The journalist, Herb Caen, said: “I have a memory like an elephant. I remember every elephant I’ve ever met.”
It started with an invitation to visit the Knysna Elephant Park. I had contacted Dave, the Marketing Manager, to find out how accessible the park would be to a blind visitor. After a few brief emails, Dave too became intrigued by this challenge. The question we both wanted an answer to was, “Could a blind person experience and enjoy an encounter with the mighty Ndlovu?”
The sanctuary, situated between Knysna and Plettenburg Bay on the famous South African garden route, was established 20 years ago and is a world leading facility in regards to elephant rehabilitation and research. The park is currently home to 9 elephants who have been rescued, relocated or born at the park and remain under the expert care of around 60 staff. Seven of these elephants form part of the main herd, while the remaining two elephant bulls (Clyde and Shaka) are too old for the main herd and are kept separately.
My biggest fear, as I counted down the days before my visit, was what I would do if I found myself in the path of a massive unseen and unavoidable elephant foot, without being able to see how to escape. Would I be able to even enjoy the experience of the park? And really, what could a blind visitor get out of standing in the same proximity as a 3 ton elephant if I could not even see it?

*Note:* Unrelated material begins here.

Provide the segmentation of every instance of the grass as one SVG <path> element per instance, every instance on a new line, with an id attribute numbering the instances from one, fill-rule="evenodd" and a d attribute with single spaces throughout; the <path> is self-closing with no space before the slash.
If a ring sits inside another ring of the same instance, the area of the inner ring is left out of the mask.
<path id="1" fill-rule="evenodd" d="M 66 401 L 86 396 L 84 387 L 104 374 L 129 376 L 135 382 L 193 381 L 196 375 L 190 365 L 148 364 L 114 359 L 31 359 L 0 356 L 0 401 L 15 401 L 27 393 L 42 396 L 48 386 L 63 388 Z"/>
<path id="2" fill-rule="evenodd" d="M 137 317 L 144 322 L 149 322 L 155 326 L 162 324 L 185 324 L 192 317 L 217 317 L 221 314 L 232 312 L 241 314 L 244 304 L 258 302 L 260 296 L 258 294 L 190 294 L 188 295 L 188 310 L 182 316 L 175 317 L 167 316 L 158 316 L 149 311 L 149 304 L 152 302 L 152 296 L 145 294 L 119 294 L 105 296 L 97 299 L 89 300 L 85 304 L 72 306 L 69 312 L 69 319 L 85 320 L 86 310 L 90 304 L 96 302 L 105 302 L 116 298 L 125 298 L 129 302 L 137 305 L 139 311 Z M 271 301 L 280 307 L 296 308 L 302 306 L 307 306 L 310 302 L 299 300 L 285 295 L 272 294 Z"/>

I arrived at the park with my partner, Tamlyn, bright and early. The team welcomed us with a warm greeting and made sure that I immediately felt comfortable. Now I must be honest here and divulge the fact that this was not my first time at the park. I had visited many years ago during my sighted years. However, with the challenges of accessibility this was sure to be a very different experience. Accessibility can be described as when a service, product, device or environment is designed with the disabled in mind. I was the first blind visitor that the staff could recall visiting the park. When I was told this, I felt a little anxious but curious none the less. Due to the early hour, Tamlyn and I were treated to our own private tour of the park with our knowledgeable guide, Ndyebo.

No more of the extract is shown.